Descriptions, Reviews, Etc.
Publisher Description:
In Children and Other Wild Animals, bestselling novelist Brian Doyle (Mink River, The Plover) describes encounters with astounding beings of every sort and shape. These true tales of animals and human mammals (generally the smaller sizes, but here and there elders and jumbos) delightfully blur the line between the two.

In these short vignettes, Doyle explores the seethe of life on this startling planet, the astonishing variety of our riveting companions, and the joys available to us when we pause, see, savor, and celebrate the small things that are not small in the least.

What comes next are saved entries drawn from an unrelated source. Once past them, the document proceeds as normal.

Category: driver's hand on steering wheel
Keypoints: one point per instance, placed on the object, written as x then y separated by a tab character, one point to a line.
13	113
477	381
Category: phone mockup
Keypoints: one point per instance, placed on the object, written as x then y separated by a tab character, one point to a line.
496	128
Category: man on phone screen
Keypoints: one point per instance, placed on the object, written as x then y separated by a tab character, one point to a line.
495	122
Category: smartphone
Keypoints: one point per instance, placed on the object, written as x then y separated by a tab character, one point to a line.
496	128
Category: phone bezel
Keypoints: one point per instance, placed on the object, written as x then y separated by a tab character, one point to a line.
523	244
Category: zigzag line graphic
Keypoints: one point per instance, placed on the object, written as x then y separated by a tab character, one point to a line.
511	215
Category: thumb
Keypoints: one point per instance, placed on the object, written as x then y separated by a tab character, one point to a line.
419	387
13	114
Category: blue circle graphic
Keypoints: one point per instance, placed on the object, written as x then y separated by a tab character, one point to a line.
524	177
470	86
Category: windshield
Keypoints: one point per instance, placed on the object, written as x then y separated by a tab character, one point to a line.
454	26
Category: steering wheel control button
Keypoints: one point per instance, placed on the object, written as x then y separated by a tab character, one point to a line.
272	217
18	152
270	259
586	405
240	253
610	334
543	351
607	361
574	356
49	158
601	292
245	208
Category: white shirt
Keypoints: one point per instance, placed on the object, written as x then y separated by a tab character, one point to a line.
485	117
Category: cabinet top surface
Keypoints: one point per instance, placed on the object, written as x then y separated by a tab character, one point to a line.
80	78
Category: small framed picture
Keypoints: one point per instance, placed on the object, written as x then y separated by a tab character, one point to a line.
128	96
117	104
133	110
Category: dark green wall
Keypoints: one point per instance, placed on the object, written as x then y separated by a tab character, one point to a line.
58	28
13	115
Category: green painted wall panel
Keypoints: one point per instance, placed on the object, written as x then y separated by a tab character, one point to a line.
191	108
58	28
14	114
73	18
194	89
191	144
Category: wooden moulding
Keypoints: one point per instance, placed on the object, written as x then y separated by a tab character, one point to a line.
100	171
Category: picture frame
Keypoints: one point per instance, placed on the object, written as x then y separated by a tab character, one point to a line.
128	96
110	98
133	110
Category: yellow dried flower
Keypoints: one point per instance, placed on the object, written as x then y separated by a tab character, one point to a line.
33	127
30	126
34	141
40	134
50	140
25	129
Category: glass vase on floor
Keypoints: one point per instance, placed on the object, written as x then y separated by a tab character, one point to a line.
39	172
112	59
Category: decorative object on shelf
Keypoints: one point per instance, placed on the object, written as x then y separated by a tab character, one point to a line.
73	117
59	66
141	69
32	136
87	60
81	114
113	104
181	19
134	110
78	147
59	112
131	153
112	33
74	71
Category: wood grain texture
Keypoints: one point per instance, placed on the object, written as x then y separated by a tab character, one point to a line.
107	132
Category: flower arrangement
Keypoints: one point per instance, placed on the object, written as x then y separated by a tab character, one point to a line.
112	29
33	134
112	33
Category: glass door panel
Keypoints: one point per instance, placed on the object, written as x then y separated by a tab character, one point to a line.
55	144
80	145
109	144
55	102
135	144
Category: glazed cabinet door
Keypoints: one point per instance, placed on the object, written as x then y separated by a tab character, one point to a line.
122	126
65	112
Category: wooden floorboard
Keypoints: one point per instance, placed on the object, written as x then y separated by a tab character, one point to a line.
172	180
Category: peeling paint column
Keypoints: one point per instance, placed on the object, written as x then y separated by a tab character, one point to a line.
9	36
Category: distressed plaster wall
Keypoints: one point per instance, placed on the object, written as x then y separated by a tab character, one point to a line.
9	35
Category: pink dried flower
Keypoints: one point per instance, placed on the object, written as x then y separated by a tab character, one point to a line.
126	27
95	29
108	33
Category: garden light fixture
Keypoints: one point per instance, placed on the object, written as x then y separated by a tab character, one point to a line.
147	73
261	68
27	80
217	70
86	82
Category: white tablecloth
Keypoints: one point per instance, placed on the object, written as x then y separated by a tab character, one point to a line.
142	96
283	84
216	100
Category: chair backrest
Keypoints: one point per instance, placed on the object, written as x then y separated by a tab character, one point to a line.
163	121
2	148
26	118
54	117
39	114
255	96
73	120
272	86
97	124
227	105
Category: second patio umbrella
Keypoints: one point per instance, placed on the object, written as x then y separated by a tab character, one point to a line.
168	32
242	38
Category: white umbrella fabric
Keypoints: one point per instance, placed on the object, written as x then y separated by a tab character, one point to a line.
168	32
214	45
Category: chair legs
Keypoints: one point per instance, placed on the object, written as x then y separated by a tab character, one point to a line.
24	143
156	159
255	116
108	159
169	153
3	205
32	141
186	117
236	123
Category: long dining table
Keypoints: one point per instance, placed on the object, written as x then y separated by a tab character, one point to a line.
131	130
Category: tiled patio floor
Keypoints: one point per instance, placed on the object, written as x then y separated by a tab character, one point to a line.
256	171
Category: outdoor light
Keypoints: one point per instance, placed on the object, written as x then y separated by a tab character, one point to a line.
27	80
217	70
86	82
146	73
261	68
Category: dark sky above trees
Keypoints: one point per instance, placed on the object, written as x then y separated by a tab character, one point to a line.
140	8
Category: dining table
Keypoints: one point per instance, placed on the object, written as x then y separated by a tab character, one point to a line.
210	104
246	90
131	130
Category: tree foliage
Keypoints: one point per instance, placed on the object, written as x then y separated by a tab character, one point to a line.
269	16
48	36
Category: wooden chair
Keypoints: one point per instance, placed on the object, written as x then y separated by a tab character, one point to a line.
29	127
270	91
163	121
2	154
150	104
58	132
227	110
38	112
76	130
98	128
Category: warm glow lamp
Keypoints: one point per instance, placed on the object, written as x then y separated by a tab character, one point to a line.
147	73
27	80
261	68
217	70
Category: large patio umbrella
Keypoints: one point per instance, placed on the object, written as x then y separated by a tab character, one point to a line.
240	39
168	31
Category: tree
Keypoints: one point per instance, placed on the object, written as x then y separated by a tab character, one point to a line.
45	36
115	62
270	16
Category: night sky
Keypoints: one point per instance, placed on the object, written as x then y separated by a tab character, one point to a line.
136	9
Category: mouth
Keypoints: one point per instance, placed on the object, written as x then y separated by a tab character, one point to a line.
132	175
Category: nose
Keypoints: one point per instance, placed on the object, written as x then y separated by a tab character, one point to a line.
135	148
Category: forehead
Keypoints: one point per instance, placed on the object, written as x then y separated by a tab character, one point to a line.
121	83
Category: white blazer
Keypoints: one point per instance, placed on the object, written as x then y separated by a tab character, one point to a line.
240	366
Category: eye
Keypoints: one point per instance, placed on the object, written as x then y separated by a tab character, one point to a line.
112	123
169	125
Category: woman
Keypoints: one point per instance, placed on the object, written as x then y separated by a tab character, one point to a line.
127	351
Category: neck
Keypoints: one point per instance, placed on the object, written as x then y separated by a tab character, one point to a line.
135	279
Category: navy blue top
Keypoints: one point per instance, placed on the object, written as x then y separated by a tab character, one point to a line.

Doyle's trademark quirky prose is at once lyrical, daring, and refreshing; his essays poignant but not pap, sharp but not sermons, and revelatory at every turn. Throughout there is humor and humility and a palpable sense of wonder, with passages of reflection so true and hard earned they make you stop and reread a line, a paragraph, a page.

Children & Other Wild Animals gathers previously unpublished work with selections that have appeared in Orion, The Sun, Utne Reader, High Country News, and The American Scholar, as well as Best American Essays ("The Greatest Nature Essay Ever") and Best American Nature and Science Writing ("Fishering"). "The Creature Beyond the Mountain," Doyle's paean to the mighty and mysterious sturgeon of the Pacific Northwest, won the John Burroughs Award for Outstanding Nature Essay. As he notes in that tribute to all things "sturgeonness"

"Sometimes you want to see the forest and not the trees. Sometimes you find yourself starving for what's true, and not about a person but about all people. This is how religion and fascism were born, but it's also why music is the greatest of arts, and why stories matter, and why we all cannot help staring at fires and great waters."